Wednesday, October 14, 2009

Writing

Have you ever not been able to sleep because you need to finish a book? I'm like that. I can't sleep unless I've made it to the final page when I'm reading. And I'm finally able to read again. Not the typical textbook requirements from college, but what I want to read and can find.

Lately it's been some fluff, some for fun. I need to get back into it, keep working on the classics. It's funny, that after graduating early from college, I feel like my mind is dull and out of tune. I watched a few things on the history channel tonight, and it felt like trying to scrub mold off a sponge. I'm used to remembering everything that I see and hear. My intellect has stopped working like that. I only hope it's rusty, not gone completely.

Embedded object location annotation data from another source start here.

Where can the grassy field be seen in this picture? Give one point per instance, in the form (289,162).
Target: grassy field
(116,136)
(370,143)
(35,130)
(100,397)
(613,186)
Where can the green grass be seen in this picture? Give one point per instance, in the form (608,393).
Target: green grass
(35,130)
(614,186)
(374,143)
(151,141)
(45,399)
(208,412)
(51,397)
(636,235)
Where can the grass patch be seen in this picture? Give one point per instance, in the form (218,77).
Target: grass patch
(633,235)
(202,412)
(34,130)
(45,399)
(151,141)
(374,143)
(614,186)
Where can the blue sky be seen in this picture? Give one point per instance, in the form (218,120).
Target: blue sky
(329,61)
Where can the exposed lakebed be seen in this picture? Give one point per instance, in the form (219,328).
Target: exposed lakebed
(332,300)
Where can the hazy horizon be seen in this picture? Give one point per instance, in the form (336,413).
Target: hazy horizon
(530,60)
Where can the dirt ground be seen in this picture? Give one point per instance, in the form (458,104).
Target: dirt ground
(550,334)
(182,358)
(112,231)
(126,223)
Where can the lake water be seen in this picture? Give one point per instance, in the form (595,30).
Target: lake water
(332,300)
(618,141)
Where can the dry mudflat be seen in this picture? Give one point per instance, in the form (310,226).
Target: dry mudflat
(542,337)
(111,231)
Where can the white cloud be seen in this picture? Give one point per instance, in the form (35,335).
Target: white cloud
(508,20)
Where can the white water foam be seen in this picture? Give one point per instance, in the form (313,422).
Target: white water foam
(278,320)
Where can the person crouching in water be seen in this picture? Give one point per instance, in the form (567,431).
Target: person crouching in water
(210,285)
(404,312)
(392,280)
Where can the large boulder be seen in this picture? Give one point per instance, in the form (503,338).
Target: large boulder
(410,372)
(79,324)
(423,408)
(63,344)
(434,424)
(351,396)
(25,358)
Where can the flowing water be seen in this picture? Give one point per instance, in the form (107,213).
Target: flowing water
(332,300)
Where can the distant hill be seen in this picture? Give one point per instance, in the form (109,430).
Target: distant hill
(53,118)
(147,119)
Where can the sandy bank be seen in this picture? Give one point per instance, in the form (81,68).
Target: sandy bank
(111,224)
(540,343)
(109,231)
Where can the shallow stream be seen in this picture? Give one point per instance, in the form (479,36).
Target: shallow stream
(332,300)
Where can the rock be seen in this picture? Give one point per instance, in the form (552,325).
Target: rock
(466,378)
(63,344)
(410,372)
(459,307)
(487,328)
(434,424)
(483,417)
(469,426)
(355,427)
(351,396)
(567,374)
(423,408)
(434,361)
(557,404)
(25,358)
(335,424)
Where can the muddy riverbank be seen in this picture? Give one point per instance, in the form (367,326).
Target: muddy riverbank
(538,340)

Isn't that funny, wondering if your mind is gone? Especially after the "rigors" of college life. At night I tend to think in extremes, in black and white. Tonight, I would say that I'm disappointed with the effort I put forth in college. I put forth minimal effort for each quarter, for the most part disinterested in my lectures and coursework. The rare exception to this was creative writing, and even there I procrastinated until the last possible moment. It's quite pathetic, as college is an opportunity, especially at a school as phenomenal as OSU. And I purposely was bored.

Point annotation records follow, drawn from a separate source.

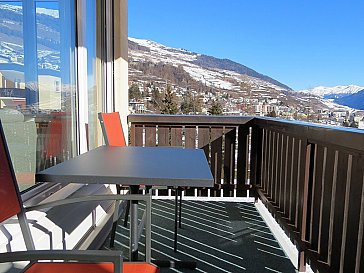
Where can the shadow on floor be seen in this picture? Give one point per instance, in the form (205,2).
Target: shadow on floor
(219,236)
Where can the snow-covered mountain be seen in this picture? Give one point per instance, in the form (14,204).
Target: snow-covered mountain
(326,92)
(347,95)
(236,85)
(211,71)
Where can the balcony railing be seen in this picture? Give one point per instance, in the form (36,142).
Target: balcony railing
(310,177)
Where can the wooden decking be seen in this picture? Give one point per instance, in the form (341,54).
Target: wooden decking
(219,236)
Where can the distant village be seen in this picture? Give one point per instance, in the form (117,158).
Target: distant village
(146,98)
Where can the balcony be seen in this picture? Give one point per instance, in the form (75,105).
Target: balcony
(309,177)
(286,194)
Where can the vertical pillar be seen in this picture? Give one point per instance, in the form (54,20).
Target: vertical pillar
(121,100)
(30,53)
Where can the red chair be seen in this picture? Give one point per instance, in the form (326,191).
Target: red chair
(112,131)
(95,261)
(114,136)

For this I am disappointed. My vocabulary has shrunk to an abysmal level, and my range of thinking that of a teaspoon. I was given every option and took the laissez-faire route as often as I could.

So I wonder, what it would be like for me to go back to grad school? Not full time, but actually working and paying for my own education. If it were a sacrifice for my husband and I, would I work harder? Make myself excel beyond my worth? I hope so. I don't know if I deserve another shot, but it is something I was to try.

I just finished The Secret of Lost Things. I was enraptured by the title, by the books on the cover, by the story of a girl named Rosemary. Also, the bargain bin in Barnes & Noble helped matters in my choice of story. Still, upon reflecting as we do when we finish stories, I'm not sure about it. It was a decent novel, surely, and beautifully crafted. But I can't tell if I like the way writing is going or not. Probably not, since I'm questioning it. It makes me wonder if I can fit in or not.